# action sports figures



## mcdarvy (Jan 1, 2012)

View attachment 214638



constructive criticism?


how do I correctly upload pics so they show when post is viewed?


----------



## mcdarvy (Jan 1, 2012)

View attachment 214639
View attachment 214640
View attachment 214641
View attachment 214642
View attachment 214643


----------



## mcdarvy (Jan 1, 2012)

View attachment 214652
View attachment 214653
View attachment 214646
View attachment 214647


----------



## hanniedog (Jan 1, 2012)

Never saw Larry Byrd grab his crotch while shooting hoops. Did you use Michael jackson as the model?


----------



## mcdarvy (Jan 1, 2012)

its a bird doin the jordan......


----------



## twoclones (Jan 2, 2012)

mcdarvy said:


> constructive criticism?



It's hard to be sure from photos but I'm seeing a proportion problem in the arms. It appears that Bird's arms are different lengths and the woman's upper arms appear to be too long. 

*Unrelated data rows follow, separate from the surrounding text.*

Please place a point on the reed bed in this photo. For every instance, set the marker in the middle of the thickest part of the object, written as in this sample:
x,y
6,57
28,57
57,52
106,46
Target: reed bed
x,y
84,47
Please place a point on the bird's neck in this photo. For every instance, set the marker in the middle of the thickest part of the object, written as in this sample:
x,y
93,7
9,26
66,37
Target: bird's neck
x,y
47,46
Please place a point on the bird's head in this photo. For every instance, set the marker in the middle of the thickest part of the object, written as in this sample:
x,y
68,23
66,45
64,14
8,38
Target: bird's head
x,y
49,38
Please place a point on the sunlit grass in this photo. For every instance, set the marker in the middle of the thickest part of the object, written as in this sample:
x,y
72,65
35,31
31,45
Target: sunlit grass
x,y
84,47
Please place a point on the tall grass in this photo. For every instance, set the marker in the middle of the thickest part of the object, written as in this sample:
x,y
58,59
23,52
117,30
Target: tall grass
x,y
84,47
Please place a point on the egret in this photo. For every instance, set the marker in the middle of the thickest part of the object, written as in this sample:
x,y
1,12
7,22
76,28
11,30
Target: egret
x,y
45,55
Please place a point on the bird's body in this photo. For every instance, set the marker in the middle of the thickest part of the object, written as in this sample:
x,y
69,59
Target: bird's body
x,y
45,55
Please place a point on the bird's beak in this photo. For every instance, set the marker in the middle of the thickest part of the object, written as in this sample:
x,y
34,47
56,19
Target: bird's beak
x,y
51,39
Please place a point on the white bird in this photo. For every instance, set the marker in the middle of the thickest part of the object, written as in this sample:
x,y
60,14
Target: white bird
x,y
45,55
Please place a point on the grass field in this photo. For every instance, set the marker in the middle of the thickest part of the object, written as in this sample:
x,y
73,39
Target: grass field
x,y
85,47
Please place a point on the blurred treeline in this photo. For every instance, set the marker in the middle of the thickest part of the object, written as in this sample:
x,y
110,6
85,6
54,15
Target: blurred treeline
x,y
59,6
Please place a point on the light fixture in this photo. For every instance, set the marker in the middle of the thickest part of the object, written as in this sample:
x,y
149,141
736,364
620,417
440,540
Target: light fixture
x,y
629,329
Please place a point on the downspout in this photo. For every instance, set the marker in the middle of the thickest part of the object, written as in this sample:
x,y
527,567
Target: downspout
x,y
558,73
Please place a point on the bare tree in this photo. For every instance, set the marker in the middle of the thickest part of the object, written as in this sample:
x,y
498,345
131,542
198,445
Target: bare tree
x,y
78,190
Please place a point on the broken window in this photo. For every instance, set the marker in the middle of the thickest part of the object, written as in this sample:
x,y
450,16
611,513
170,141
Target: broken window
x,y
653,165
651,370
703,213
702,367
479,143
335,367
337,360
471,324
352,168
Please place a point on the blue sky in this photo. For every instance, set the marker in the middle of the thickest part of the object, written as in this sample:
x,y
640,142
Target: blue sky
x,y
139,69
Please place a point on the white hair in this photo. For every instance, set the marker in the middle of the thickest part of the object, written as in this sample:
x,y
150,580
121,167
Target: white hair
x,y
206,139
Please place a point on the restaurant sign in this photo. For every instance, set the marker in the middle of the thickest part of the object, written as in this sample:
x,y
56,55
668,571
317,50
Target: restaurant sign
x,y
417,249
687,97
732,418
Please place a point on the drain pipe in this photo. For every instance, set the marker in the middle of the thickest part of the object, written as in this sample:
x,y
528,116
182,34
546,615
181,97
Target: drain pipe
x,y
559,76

I'd like to see some more 'action' in their clothing. Now they look like they're wearing spandex or are naked with clothing painted on. 

You have a pretty good grasp of facial carving but I'd like to use a divider to check the vertical proportion of the face. "I think" the brow to bottom of nose third is too long on all of your faces. 

You'd get a lot more realism effect by carving some basic muscle structure in Bird. Calf, quad, and deltoids or triceps in particular.


----------



## mcdarvy (Jan 2, 2012)

thank you for the info, what i was looking for and would love more. I caught the disproportions with the limbs, the cloth textures or movement is something that I will apply on my next set. I have an order for four more and very possible much after that.
I am limited with the hours i can spend on each piece as I am selling to a reseller. Minimum wage is my goal, I don't want rush any pieces, the flow of clothing will fit without extra time, though the symmetry and anatomy of the body get distorted from my first deep cuts I am not sure how to fix that without extra time. perhaps i will try temples to trace on the log, has anyone tried using temples on a log, I don't know where to start. 
as for the bit about the brow line, thank you i did not notice until it was pointed out.


----------



## twoclones (Jan 2, 2012)

mcdarvy said:


> ,,, has anyone tried using temples on a log, I don't know where to start.



Just yesterday I used a cardboard template to layout dragonfly wings for a bas relief in the end-grain of a log round. My intent was to hold the wing shape and size consistent. With 3-D carvings in a log it's not really any different than in carving small blocks of wood or large blocks of ice. It is easiest to start by taking a full length slab off the side to create a nice drawing surface. Work out a profile template from the side and front; cut those, round of the corners and detail the carving. 

The best place I know to see templates being used is to search YouTube for ice carving demonstrations. 



> Minimum wage is my goal



By "minimum" I hope you mean $100 per hour so you can pay your expenses, afford liability and health insurance, future tool purchases, tax services, business licenses, and still make your house payment.


----------



## mcdarvy (Jan 2, 2012)

twoclones said:


> By "minimum" I hope you mean $100 per hour so you can pay your expenses, afford liability and health insurance, future tool purchases, tax services, business licenses, and still make your house payment.



yeah 8.00 per hour pays the bills and keeps me near my family, its ruff in my area, chainsaw carvings flooded the market five years ago and selling them is difficult, i have a buyer collecting them for resale, hope he will pay more after i demonstarte some vast production, id like to make two a week, and with future tools to come one a day, i only have two ms170's and one angle grinder, hoping to get pneumatic sanding setup and electric saws for indoor use.
i really appreciate the info...


----------



## discounthunter (Jan 2, 2012)

on a couple of my pieces i tried to get the basic design by spray painting it on the log,then cut to that shape ,then repainted,cut again.it helped get the shape without going too deep too soon. remember you can allways take more off,but can never put it back.


----------